Java APM Agent, System CPU reporting with Java 21

Kibana version: 7.17.10

Elasticsearch version: 7.17.10

APM Server version: 7.17.10

APM Agent language and version: Java agent, 1.45.0

Java version: Java 21

Original install method (e.g. download page, yum, deb, from source, etc.) and version: Elastic Stack installed through Elasticsearch (ECK) Operator 2.7.0, Agents embedded in Docker images running in K8s

Is there anything special in your setup? No

The issue is that we have migrated some services to Java 21 from Java 17, and all those services are reporting now in the APM a System CPU base level of 20-30%, even those that are doing basically nothing. The "same" services in Java 17 had an iddle base level of 0.5-1.0% System CPU.

The only place where I can see such levels is in Elastic APM, as OpenShift monitoring, top or even Java Flight Recorder sessions do not show any differences in CPU usage.
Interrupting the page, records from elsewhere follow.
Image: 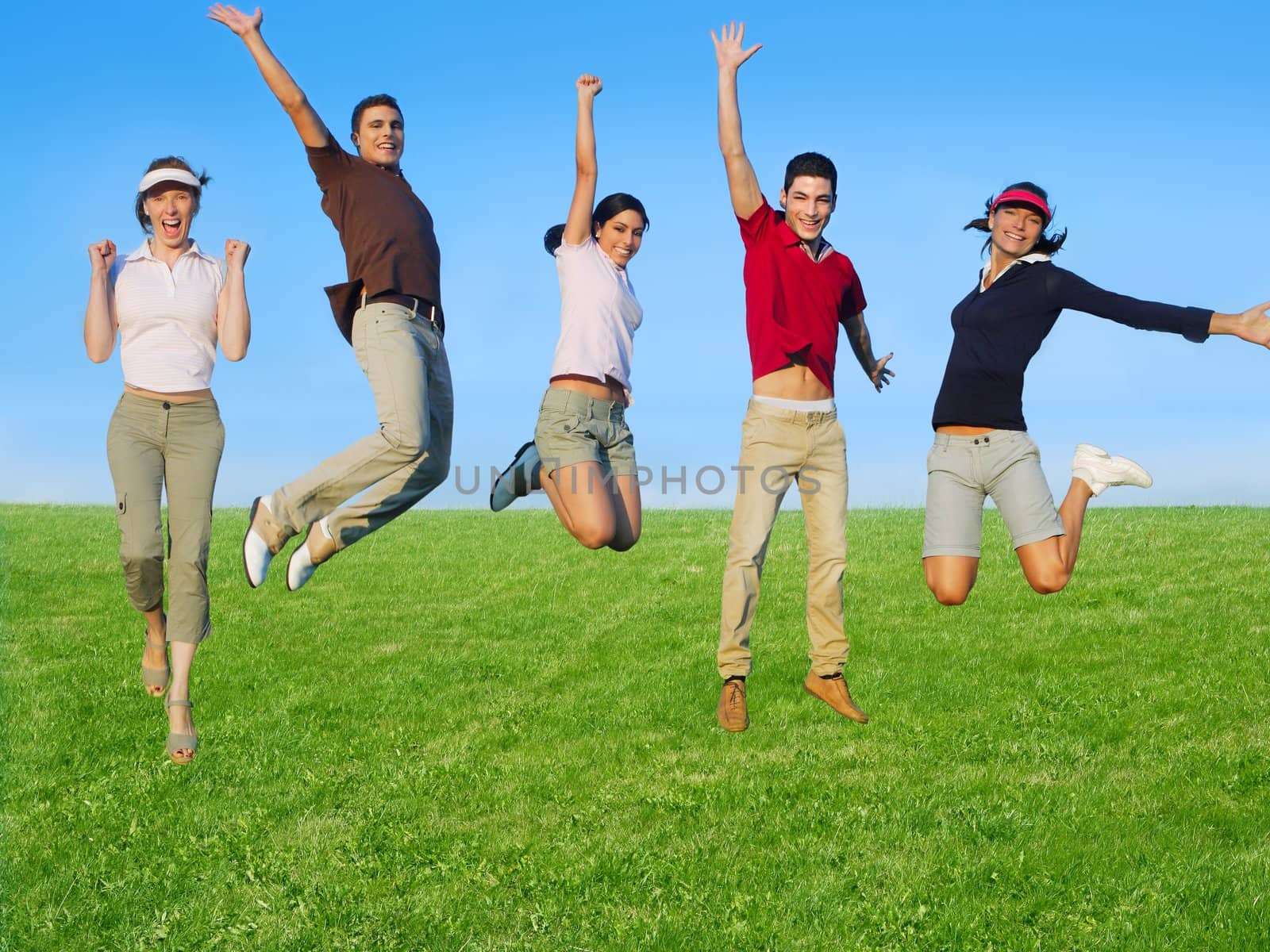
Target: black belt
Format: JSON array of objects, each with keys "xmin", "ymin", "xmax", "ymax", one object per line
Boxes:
[{"xmin": 366, "ymin": 290, "xmax": 446, "ymax": 334}]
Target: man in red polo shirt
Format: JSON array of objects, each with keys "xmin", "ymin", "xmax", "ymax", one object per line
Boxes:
[{"xmin": 710, "ymin": 24, "xmax": 894, "ymax": 731}]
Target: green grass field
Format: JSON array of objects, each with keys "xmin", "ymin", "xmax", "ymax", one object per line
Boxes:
[{"xmin": 0, "ymin": 505, "xmax": 1270, "ymax": 952}]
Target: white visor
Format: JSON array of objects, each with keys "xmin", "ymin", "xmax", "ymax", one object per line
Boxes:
[{"xmin": 137, "ymin": 169, "xmax": 203, "ymax": 195}]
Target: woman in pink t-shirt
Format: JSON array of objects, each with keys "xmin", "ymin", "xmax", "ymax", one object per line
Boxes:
[
  {"xmin": 84, "ymin": 155, "xmax": 252, "ymax": 764},
  {"xmin": 489, "ymin": 75, "xmax": 648, "ymax": 552}
]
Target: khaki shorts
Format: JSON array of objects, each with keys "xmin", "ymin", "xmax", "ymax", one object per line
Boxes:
[
  {"xmin": 533, "ymin": 387, "xmax": 637, "ymax": 476},
  {"xmin": 922, "ymin": 430, "xmax": 1064, "ymax": 559}
]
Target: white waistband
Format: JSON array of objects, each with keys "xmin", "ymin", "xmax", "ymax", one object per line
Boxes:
[{"xmin": 751, "ymin": 393, "xmax": 836, "ymax": 414}]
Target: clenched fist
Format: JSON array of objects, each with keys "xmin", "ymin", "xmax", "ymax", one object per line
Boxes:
[
  {"xmin": 87, "ymin": 239, "xmax": 117, "ymax": 274},
  {"xmin": 225, "ymin": 239, "xmax": 252, "ymax": 271}
]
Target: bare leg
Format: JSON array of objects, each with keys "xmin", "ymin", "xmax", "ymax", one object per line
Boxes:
[
  {"xmin": 1014, "ymin": 478, "xmax": 1094, "ymax": 595},
  {"xmin": 542, "ymin": 462, "xmax": 617, "ymax": 548},
  {"xmin": 141, "ymin": 605, "xmax": 167, "ymax": 697},
  {"xmin": 922, "ymin": 555, "xmax": 980, "ymax": 605},
  {"xmin": 608, "ymin": 476, "xmax": 643, "ymax": 552}
]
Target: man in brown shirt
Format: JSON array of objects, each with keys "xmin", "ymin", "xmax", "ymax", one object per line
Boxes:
[{"xmin": 208, "ymin": 4, "xmax": 455, "ymax": 592}]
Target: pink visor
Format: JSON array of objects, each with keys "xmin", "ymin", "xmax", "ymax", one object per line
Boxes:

I downgraded one of the services to Java 17 and ran it in a different namespace and this is the APM JVM CPU chart:
Java 17:


Java 21:

Number of threads, memory used (Heap and native), even process CPU is the same...
Some libraries have been upgraded, else the services don't work with Java 21, but VisualVM and JFR show no Java code consuming CPU so. The docker image is the same except downloading a different JDK.

I understand this is probably not an agent or APM problem but something that might have changed in Java when reporting those values, but I have been unable to find any reference about it, so what I'm asking is:

Has anybody else experienced this?
Is this a well known issue with Java 21?
Shall we just ignore system CPU in the JVMs?
Any idea what might be happening?

I'm trying to get the admins to add Metricbeat as DaemonSet to gather more and better data, but unfortunately we are not there yet :smiley:

Cheers,
D.

The reported metrics are simply the values returned from OperatingSystemMXBean.getSystemCPULoad() and OperatingSystemMXBean.getProcessCPULoad().

As a result, the actual metric values are highly dependendent on the JVM version. My guess in your case would be that with Java 17 the JVM somehow tried to guess the container CPU usage and reported that as system CPU, whereas for Java 21 it might be the actual CPU usage of the underlying host.

In general, system cpu usage shouldn't realy be relied on, you should use proper host monitoring instead. The process CPU usage however should be reliable.

1 Like

Hi Jonas,
Thank you. That's what I suspected but wanted to confirm that I was not going nuts.
Once Java 21 becomes the norm, still a way to go, I guess I won't be the only one wondering :smiley:

Thanks again!
D.

Yeah it's confusing for sure. We'd need to dig through the JVM changes to find the actual root cause of this behaviour.

I found some bugs related to the topic but they were solved in Java 14.

I was not able to check the differences, because the OperatingSystemMXBean class and the implementation classes like UnixOperatingSystemMXBean are com.sun.* and I could not find the source.

No mention of those in recent release notes either.